Şimdi başta ABD ve İngiltere olmak üzere birçok gelişmiş ülkede, siyasi-kültürel kutuplaşma derinleşirken egemen ideoloji verimliliğini kaybediyor, “toplumsal gerçeklikte” yaşanan parçalanma içinde, biri “ötekini” yaşam tarzına bir tehdit, ulusal çıkarla çelişen bir düşman olarak gören siyasi kültürel kamplar oluşuyor.
Bu durumda, demokrasiyle “serbestlikler” arasındaki çelişkiyi yeniden düzenlemeye olanak veren, yeni bir mutabakat oluşması, halkın ve işçi sınıfının haklarını genişletecek, türlü kimliklerin taleplerine bir ölçüde cevap verebilecek, “serbestliği” de koruyabilecek yeni bir liberal demokrasinin şekillenme olasılığı gittikçe uzaklaşıyor. Öyleyse haklar ve özgürlükler için mücadele giderek daha da bir önem kazanıyor.

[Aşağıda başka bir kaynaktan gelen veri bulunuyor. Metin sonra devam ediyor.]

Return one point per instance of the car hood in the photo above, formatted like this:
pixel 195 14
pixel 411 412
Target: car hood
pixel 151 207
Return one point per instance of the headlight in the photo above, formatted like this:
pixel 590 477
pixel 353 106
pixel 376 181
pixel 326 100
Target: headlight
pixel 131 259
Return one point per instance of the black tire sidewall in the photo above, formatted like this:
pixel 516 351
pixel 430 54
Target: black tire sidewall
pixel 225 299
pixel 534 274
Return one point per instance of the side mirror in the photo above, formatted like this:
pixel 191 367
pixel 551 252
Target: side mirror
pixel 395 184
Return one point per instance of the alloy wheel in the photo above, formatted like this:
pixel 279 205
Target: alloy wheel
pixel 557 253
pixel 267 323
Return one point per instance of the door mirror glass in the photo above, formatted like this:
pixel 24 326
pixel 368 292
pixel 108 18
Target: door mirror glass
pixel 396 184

Bu ortamda, düne kadar tek yönetim ideolojisi liberalizm olan Avrupa Birliği’nde, İngiltere, Almanya, Fransa hatta ABD gibi merkez ülkelerde, devletin, dolayısıyla bürokrasinin, ekonomiye ve piyasa ilişkilerine müdahale etme, hatta “kutsal” mülkiyet hakkını sınırlama eğilimi zorunlu olarak seçenekler arasına giriyor, grev hakkını sınırlama eğilimi de yeniden canlanıyor. Diğer taraftan, bir Oxford Üniversitesi araştırması, Avrupa’da, “bir güçlü lider” arzulayanların oranının gençler arasında, son 20 yılda ikiye katlanarak yüzde 60’a ulaştığını gösteriyor. Belli ki “zamanlar” hızla değişiyor.